Medya dalaşması, bazen karşılıklı hasara yol açabiliyor.
Fakat burada, medya dalaşmasının da ötesinde, siyasal sonuçlar doğurabilecek bir durum var...
Ertuğrul Özkök’ü ve patronunu rahatsız eden, galiba, bu durumun faş edilmesi.
Hani, Ethem Sancak’a küfrettiği yazısında, “Biz bu mahallenin en eskisiyiz” diyordu ya Özkök... Mahallenin en eskisi olarak hâlâ racon kesme hakkına sahip olduklarını düşünüyorlar. “Biz imtiyazlıyız” diyorlar. Komşu ve şerik istemiyorlar.
Hayır, gazeteler arası rekabetten söz etmiyorum.

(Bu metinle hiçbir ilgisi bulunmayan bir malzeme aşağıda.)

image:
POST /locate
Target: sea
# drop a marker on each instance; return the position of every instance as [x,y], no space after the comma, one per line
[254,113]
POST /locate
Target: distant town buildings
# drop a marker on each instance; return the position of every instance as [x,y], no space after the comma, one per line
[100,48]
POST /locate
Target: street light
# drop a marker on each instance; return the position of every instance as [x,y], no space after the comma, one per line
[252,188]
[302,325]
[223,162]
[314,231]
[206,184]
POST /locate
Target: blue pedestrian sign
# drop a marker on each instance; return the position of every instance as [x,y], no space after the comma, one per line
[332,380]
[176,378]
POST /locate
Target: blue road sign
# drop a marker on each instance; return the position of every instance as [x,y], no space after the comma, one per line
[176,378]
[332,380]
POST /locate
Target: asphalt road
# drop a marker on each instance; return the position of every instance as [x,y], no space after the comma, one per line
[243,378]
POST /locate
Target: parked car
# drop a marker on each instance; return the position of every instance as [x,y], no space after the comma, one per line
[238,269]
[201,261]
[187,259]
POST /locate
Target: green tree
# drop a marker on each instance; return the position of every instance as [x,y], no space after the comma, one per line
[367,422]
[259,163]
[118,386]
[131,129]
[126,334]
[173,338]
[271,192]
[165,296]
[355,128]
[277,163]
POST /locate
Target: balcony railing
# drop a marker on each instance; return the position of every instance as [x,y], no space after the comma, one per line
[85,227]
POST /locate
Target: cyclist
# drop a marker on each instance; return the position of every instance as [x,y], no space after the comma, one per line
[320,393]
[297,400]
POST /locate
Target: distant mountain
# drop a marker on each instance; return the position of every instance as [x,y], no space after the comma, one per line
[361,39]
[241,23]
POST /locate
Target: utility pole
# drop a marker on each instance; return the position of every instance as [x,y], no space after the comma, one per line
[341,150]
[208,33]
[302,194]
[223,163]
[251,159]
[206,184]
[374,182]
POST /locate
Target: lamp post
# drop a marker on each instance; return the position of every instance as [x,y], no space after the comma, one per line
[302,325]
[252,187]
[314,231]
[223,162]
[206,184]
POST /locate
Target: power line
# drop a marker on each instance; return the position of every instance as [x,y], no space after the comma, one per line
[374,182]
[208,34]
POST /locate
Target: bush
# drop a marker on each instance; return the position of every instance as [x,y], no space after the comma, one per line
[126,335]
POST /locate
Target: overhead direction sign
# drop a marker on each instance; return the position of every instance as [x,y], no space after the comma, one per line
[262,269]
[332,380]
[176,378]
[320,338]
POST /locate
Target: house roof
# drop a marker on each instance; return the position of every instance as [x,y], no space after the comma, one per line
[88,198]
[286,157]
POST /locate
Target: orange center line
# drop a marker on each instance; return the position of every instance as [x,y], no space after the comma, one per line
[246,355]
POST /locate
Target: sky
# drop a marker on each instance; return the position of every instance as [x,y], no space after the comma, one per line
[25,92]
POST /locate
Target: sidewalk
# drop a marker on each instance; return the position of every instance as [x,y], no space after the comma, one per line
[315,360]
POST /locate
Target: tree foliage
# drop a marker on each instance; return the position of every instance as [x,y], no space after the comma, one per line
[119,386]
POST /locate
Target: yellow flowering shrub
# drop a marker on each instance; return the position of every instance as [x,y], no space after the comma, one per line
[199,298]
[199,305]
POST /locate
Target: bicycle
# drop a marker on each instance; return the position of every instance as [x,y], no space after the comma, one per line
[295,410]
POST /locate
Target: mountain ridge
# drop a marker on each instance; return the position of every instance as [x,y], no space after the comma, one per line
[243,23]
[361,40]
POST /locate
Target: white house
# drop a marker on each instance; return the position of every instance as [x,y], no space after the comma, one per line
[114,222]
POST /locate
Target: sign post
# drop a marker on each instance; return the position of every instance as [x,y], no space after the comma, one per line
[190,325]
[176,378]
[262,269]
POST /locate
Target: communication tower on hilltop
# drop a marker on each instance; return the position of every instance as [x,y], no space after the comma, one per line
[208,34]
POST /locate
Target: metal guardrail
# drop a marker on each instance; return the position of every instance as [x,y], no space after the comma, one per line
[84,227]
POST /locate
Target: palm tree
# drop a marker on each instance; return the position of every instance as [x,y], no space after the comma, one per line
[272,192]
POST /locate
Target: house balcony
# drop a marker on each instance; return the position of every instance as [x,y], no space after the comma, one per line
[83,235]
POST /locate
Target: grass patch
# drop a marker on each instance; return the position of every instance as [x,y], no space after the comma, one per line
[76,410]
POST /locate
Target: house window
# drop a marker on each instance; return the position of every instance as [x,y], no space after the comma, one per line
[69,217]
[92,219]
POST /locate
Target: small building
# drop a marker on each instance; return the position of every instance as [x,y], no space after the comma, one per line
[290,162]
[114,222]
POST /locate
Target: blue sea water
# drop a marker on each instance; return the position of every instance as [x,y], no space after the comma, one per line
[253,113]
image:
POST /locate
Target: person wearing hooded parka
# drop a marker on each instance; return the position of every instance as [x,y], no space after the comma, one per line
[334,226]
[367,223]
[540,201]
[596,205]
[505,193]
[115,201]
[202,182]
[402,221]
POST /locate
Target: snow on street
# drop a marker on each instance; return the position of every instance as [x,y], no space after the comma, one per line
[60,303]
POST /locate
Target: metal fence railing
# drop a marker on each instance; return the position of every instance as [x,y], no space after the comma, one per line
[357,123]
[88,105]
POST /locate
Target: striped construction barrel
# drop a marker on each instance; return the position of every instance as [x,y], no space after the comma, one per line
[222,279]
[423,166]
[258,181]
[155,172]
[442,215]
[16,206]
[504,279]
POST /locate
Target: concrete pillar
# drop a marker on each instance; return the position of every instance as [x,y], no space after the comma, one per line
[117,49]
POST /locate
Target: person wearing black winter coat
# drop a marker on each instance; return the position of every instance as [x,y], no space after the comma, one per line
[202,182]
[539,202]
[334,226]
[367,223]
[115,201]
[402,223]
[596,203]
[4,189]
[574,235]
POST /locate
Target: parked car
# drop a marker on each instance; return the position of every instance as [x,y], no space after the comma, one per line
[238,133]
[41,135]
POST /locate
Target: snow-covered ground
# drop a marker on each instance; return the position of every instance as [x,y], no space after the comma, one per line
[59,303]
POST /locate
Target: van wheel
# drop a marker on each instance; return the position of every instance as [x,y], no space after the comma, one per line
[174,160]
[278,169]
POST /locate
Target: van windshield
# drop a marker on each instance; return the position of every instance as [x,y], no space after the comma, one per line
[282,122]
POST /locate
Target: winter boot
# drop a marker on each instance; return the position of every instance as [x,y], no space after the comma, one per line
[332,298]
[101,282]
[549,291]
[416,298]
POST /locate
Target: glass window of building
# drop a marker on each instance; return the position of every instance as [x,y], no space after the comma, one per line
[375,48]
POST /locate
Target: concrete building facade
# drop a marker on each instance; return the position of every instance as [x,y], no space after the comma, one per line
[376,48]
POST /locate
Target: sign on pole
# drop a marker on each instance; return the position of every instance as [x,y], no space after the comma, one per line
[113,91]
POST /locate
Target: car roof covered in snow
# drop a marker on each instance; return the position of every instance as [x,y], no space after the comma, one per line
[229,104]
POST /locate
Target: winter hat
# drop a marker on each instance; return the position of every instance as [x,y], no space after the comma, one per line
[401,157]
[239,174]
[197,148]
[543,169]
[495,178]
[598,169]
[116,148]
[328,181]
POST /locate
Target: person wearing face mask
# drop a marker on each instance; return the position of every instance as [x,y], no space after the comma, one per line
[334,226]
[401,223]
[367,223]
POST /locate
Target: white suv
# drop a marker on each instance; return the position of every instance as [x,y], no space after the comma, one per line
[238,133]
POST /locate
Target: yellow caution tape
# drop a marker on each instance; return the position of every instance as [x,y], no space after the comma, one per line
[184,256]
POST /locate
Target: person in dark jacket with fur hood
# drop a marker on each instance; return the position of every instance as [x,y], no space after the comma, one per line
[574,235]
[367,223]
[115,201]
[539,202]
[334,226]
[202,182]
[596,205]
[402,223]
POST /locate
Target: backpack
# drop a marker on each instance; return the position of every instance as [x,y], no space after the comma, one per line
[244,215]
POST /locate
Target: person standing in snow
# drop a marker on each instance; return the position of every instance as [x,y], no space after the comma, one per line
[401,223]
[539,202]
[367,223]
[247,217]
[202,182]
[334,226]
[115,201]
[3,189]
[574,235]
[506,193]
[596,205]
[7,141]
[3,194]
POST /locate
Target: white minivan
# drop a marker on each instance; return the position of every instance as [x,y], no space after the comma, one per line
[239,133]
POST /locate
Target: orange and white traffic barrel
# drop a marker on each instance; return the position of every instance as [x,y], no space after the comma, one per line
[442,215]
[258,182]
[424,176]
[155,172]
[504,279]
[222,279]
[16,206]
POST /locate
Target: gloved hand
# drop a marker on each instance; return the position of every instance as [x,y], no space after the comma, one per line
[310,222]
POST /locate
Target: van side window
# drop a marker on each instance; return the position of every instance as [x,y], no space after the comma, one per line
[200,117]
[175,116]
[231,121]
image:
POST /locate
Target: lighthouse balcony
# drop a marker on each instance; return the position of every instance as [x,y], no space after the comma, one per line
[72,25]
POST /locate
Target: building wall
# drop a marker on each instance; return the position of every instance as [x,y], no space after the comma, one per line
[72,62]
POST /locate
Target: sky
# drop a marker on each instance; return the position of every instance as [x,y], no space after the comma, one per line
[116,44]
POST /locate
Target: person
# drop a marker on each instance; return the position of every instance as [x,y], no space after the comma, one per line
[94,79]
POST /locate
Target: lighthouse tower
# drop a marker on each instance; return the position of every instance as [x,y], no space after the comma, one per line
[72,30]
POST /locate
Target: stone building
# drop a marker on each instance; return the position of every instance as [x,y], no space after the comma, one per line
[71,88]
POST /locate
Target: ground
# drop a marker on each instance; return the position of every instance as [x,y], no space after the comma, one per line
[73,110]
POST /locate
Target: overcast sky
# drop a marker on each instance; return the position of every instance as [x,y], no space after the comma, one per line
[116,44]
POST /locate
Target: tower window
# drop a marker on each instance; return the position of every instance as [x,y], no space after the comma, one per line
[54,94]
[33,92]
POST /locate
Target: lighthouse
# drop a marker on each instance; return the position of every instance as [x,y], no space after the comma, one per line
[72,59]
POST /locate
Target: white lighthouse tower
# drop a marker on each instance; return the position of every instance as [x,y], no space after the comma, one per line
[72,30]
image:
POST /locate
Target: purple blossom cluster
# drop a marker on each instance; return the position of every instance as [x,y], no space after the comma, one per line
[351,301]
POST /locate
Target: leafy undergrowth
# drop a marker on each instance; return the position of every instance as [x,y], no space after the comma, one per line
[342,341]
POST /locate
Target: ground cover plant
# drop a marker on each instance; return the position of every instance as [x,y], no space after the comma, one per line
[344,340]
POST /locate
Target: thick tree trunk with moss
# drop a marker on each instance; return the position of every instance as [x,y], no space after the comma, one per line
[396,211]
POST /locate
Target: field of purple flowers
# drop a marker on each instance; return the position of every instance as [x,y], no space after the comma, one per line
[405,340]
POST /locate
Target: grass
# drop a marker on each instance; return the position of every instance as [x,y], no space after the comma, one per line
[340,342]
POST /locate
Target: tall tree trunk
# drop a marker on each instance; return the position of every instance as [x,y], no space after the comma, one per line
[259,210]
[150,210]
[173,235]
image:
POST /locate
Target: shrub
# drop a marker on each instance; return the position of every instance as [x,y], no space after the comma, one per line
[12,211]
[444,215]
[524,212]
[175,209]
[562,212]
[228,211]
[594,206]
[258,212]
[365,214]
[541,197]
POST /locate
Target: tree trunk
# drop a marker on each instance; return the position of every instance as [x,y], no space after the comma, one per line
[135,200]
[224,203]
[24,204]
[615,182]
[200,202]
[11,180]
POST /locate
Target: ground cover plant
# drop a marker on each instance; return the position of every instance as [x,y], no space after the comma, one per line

Biliyoruz, gazeteleri çok satıyor, televizyonları çok izleniyor, reklâm pastasından en büyük payı onlar alıyor, dağıtım tekellerine sahipler, haksız rekabetin bütün avantajlarını kullanıyorlar, başarı için her türlü ahlak dışı yönteme başvurabiliyorlar, her türlü melaneti işleyebiliyorlar ve ayrıca bu konuda kimse ellerine su dökemez. Bunları biliyoruz...
Dertleri şu:
Siyasal alanda da “tek” ve “biricik” ve olmak istiyorlar.
Siyaset onlardan sorulmalı... Hükümetin nasıl teşekkül edeceğine, bakanlık koltuğunda kimlerin oturacağına, “icra organı”nın hangi alanlarda faaliyet göstereceğine ve neye cüret edeceğine onlar karar vermeli.